Letters from Zedelghem -- set in the 1930s, this tells the story of an English con artist who moves to Belgium and ingratiates himself with a reclusive composer and his family. It reads like a pre-war novel and has some raunchy romance thrown in for good measure.
Half-Lives: The First Luisa Rey Mystery -- a fast-moving industrial espionage type thriller set in 1970s America, it reminded me a little of John Grisham's The Firm.
The Ghastly Ordeal of Timothy Cavendish -- set in England in the late 20th century, it throws a nod to P.G. Wodehouse, as it is essentially a comedy of manners in which a 60-something editor gets mistakenly locked up in an old people's home from which he cannot escape.
An Orison of Sonmi -- an eerie science fiction thriller about clones, I found this bit the most intriguing (and moving) story in the entire novel, reminding me a little of Kazuo Ishiguro's Never Let Me Go.
Sloosha's Crossin' an' Ev'rythin' After -- this is set in the future after the science and technology is long gone, leaving behind a world in which even the language is corrupted and humankind must eke out a very primitive existence.
By its very nature, the diverse range of genres presented here means that the reader will find some chapters more enjoyable than others. I definitely preferred the two thrillers -- the espionage one and the science fiction one -- which is generally indicative of my reading tastes, while I thoroughly struggled with the futuristic one written in a kind of pidgin English that bored me and confused me in equal measure. And that, I guess, is my major gripe with this novel. It works in parts but not as a whole.
I was left with the impression that Cloud Atlas is a writer's book, not a reader's one, because it felt like a succession of literary stunts -- for the sake of it. If Mitchell was a pastry chef, I imagine he wouldn't be happy just creating the dessert: he'd want to create Michelen-star four-course meals as well, if only to prove he could do it.

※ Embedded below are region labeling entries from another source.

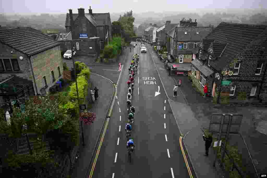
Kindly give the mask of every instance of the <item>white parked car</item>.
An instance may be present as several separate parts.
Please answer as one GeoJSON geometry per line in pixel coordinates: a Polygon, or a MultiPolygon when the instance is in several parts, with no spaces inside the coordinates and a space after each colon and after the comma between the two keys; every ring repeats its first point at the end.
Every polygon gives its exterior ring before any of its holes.
{"type": "MultiPolygon", "coordinates": [[[[73,52],[73,56],[75,56],[76,54],[76,52],[74,51],[73,52]]],[[[71,59],[72,56],[71,54],[71,50],[68,50],[65,52],[64,55],[63,55],[63,57],[64,59],[71,59]]]]}
{"type": "Polygon", "coordinates": [[[147,48],[145,47],[143,47],[141,48],[141,52],[143,53],[143,52],[144,53],[147,52],[147,48]]]}

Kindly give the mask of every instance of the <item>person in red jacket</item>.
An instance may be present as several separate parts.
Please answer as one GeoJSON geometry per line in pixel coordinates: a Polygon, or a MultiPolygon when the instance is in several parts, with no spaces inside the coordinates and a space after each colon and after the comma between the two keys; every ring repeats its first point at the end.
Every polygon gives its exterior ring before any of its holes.
{"type": "Polygon", "coordinates": [[[203,89],[204,92],[204,96],[203,97],[205,97],[207,96],[207,94],[208,93],[208,87],[207,87],[207,85],[205,85],[205,86],[204,86],[204,89],[203,89]]]}

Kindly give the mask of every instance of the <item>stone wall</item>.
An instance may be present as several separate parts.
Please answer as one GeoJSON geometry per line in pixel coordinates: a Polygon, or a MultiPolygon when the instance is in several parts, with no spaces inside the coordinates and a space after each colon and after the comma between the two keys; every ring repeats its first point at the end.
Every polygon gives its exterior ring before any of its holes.
{"type": "Polygon", "coordinates": [[[47,86],[46,91],[48,93],[49,88],[54,85],[56,81],[62,77],[63,72],[63,63],[60,46],[58,46],[34,55],[31,58],[33,72],[38,89],[44,87],[43,77],[45,76],[47,86]],[[59,66],[61,76],[57,69],[59,66]],[[54,71],[55,81],[52,79],[51,72],[54,71]]]}
{"type": "MultiPolygon", "coordinates": [[[[19,68],[19,71],[0,71],[0,81],[13,74],[29,80],[32,79],[30,62],[27,55],[2,43],[0,43],[0,59],[17,59],[19,68]],[[11,53],[11,51],[13,52],[11,53]],[[23,57],[22,60],[19,59],[20,56],[23,57]]],[[[0,62],[2,62],[2,60],[0,62]]]]}

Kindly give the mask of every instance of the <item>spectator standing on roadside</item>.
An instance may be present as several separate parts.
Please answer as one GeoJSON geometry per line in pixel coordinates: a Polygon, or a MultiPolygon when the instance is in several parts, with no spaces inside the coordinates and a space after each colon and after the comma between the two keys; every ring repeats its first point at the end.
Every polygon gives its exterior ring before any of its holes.
{"type": "Polygon", "coordinates": [[[99,96],[98,95],[98,87],[97,86],[96,86],[95,87],[95,88],[94,89],[94,90],[95,91],[95,98],[96,100],[97,100],[97,98],[98,98],[99,96]]]}
{"type": "Polygon", "coordinates": [[[204,88],[203,89],[203,91],[204,92],[204,96],[203,97],[204,98],[206,97],[207,96],[207,94],[208,93],[208,87],[206,85],[204,86],[204,88]]]}
{"type": "Polygon", "coordinates": [[[173,92],[174,93],[173,97],[176,97],[177,96],[177,90],[178,89],[178,85],[174,85],[174,88],[173,88],[173,92]]]}
{"type": "Polygon", "coordinates": [[[206,150],[206,153],[205,156],[209,156],[209,149],[210,147],[210,145],[212,143],[212,136],[211,135],[210,135],[207,137],[205,135],[203,135],[203,139],[205,141],[205,148],[206,150]]]}

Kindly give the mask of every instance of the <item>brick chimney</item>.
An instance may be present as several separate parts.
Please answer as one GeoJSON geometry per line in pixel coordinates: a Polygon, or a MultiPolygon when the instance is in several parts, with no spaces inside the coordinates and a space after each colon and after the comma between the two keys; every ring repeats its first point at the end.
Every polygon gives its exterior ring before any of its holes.
{"type": "Polygon", "coordinates": [[[89,6],[89,13],[91,15],[93,15],[93,9],[91,9],[91,6],[89,6]]]}
{"type": "Polygon", "coordinates": [[[72,27],[73,26],[73,15],[72,14],[72,10],[71,9],[69,9],[69,17],[70,19],[70,31],[72,31],[72,27]]]}
{"type": "Polygon", "coordinates": [[[80,17],[84,17],[84,9],[82,7],[78,9],[78,14],[80,17]]]}

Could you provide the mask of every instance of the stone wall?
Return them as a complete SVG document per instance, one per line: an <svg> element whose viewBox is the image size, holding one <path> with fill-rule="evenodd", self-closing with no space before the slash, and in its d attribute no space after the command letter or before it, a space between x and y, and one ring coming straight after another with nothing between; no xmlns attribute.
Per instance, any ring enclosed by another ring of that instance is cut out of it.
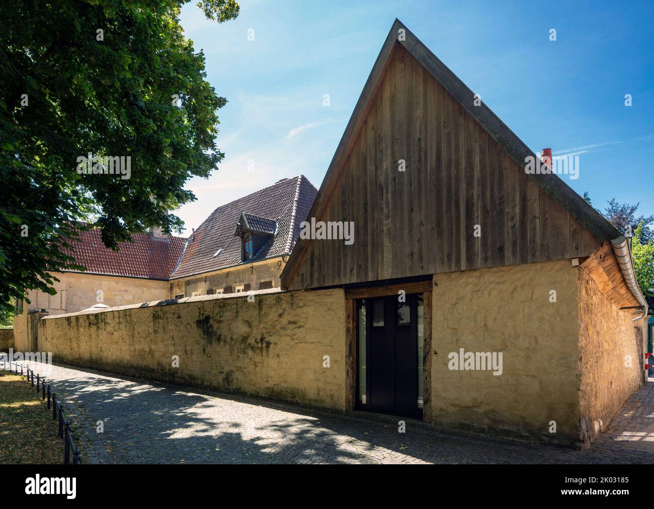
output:
<svg viewBox="0 0 654 509"><path fill-rule="evenodd" d="M579 274L579 303L580 433L587 445L642 383L645 347L642 321L632 321L583 271Z"/></svg>
<svg viewBox="0 0 654 509"><path fill-rule="evenodd" d="M57 293L50 295L30 290L27 294L30 310L44 308L50 314L64 314L87 309L98 303L113 307L159 301L170 295L167 281L83 272L54 275L60 280L54 284Z"/></svg>
<svg viewBox="0 0 654 509"><path fill-rule="evenodd" d="M561 260L434 276L436 426L579 445L577 272ZM460 348L502 352L502 374L451 370Z"/></svg>
<svg viewBox="0 0 654 509"><path fill-rule="evenodd" d="M343 291L250 293L48 316L39 349L55 362L344 408Z"/></svg>
<svg viewBox="0 0 654 509"><path fill-rule="evenodd" d="M258 290L259 286L264 282L270 282L269 287L279 288L279 274L283 270L285 262L281 256L263 261L242 264L230 267L220 271L214 271L197 276L172 280L173 287L170 298L177 295L191 297L194 292L199 292L201 295L208 295L210 290L220 293L226 287L235 291L235 288L244 285L250 285L250 289Z"/></svg>
<svg viewBox="0 0 654 509"><path fill-rule="evenodd" d="M0 352L9 352L14 348L14 329L0 329Z"/></svg>

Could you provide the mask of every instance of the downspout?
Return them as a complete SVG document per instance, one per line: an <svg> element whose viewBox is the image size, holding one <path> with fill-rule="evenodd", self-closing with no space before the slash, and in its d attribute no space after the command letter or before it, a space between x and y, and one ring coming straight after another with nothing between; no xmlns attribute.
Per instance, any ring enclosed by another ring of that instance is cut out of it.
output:
<svg viewBox="0 0 654 509"><path fill-rule="evenodd" d="M629 246L629 241L624 235L621 235L617 238L614 238L611 241L611 246L613 247L613 253L617 258L618 264L620 265L620 271L622 271L623 277L625 278L625 282L627 283L627 287L631 290L631 293L638 303L643 306L643 314L633 319L634 321L641 320L647 316L647 303L643 297L640 288L638 287L638 283L636 280L636 272L634 271L634 262L631 258L631 250Z"/></svg>

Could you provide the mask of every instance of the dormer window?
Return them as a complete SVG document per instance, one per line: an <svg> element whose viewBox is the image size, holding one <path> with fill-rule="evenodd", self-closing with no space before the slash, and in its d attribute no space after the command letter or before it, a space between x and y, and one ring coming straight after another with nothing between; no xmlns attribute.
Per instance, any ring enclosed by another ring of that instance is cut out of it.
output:
<svg viewBox="0 0 654 509"><path fill-rule="evenodd" d="M246 233L243 235L243 250L245 254L245 259L251 260L254 255L252 233Z"/></svg>
<svg viewBox="0 0 654 509"><path fill-rule="evenodd" d="M255 259L259 252L265 251L277 231L277 222L267 218L241 212L234 235L241 238L241 260Z"/></svg>

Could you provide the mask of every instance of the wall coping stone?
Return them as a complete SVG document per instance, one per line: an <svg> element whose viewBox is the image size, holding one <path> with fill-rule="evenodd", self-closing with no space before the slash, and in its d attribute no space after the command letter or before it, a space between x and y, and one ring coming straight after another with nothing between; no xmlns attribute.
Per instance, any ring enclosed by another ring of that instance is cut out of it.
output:
<svg viewBox="0 0 654 509"><path fill-rule="evenodd" d="M295 291L297 291L297 290L295 290ZM266 288L266 289L262 290L249 290L248 291L242 291L239 293L216 293L213 295L197 295L196 297L186 297L183 299L164 299L160 301L152 301L147 303L129 304L126 304L125 306L116 306L112 308L89 309L84 311L78 311L75 313L48 315L47 316L44 316L41 318L41 320L56 320L58 318L64 318L67 316L80 316L81 315L97 314L98 313L111 313L114 311L123 311L127 309L141 309L142 308L172 306L177 304L203 302L205 301L218 301L223 299L243 299L243 297L247 297L248 295L277 295L290 293L292 292L282 290L281 288Z"/></svg>

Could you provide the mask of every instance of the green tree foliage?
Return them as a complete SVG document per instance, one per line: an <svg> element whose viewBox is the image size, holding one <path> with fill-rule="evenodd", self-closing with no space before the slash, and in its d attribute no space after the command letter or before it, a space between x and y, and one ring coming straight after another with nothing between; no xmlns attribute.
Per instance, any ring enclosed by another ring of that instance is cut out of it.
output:
<svg viewBox="0 0 654 509"><path fill-rule="evenodd" d="M79 221L114 249L152 226L179 231L167 211L194 200L185 182L223 158L215 138L226 100L184 37L188 1L0 3L3 312L24 289L54 293L53 271L82 269L65 249ZM239 13L234 0L197 5L218 22ZM129 178L80 174L88 153L129 157Z"/></svg>
<svg viewBox="0 0 654 509"><path fill-rule="evenodd" d="M642 240L644 227L641 223L636 229L631 239L631 254L638 286L643 293L654 296L654 242Z"/></svg>
<svg viewBox="0 0 654 509"><path fill-rule="evenodd" d="M642 238L645 241L648 241L652 238L649 225L654 223L654 216L645 216L641 214L636 217L636 211L640 205L640 202L636 205L621 203L615 198L612 198L609 200L608 206L603 214L609 222L623 233L627 231L628 227L631 227L631 231L633 232L636 227L642 225Z"/></svg>

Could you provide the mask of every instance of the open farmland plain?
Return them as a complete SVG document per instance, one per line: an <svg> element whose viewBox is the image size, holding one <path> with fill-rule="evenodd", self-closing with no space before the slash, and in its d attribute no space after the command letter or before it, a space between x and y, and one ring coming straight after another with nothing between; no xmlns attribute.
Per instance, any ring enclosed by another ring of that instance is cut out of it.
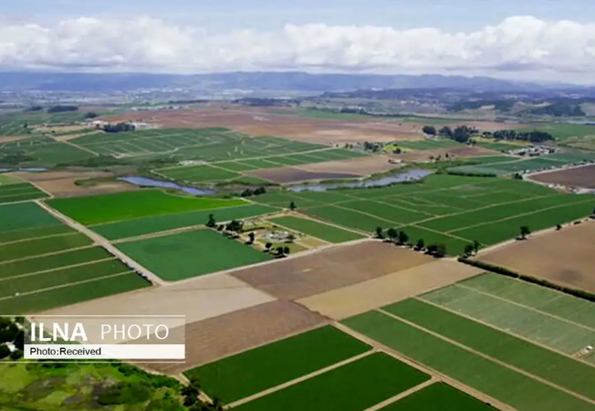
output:
<svg viewBox="0 0 595 411"><path fill-rule="evenodd" d="M478 241L489 246L515 238L519 227L537 231L581 218L593 209L590 197L561 194L515 180L437 175L420 183L330 192L284 191L255 197L355 231L376 227L405 231L411 242L443 243L460 254Z"/></svg>
<svg viewBox="0 0 595 411"><path fill-rule="evenodd" d="M35 203L0 206L0 312L30 313L149 283Z"/></svg>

Not that there is any doubt that Mitchell can write -- the six interlinked stories here are quite extraordinary examples of his ability to switch genres and time periods with relative ease. However,in my opinion, it felt like he was showing off. As much as I pride myself on seeking out different genres to read and trying books set in vastly different times and places, I don't necessarily want to experience these all in the one novel. If I want to read a seafaring story, I'll read one. Ditto for a thriller.
I devoted two days to Cloud Atlas while on a recent holiday in the sun, time that I will never get back. Before you all jump up and down and leave me abusive comments, I'm not saying that I completely hated the book. I simply found it hard work, and perhaps it was not best suited for a lazy beach read, something to bear in mind if you're considering packing it in your suitcase any time soon. A worthy read, yes, an enjoyable one, so-so. And while Mitchell fans may disagree, I'd prefer Black Swan Green over this any day.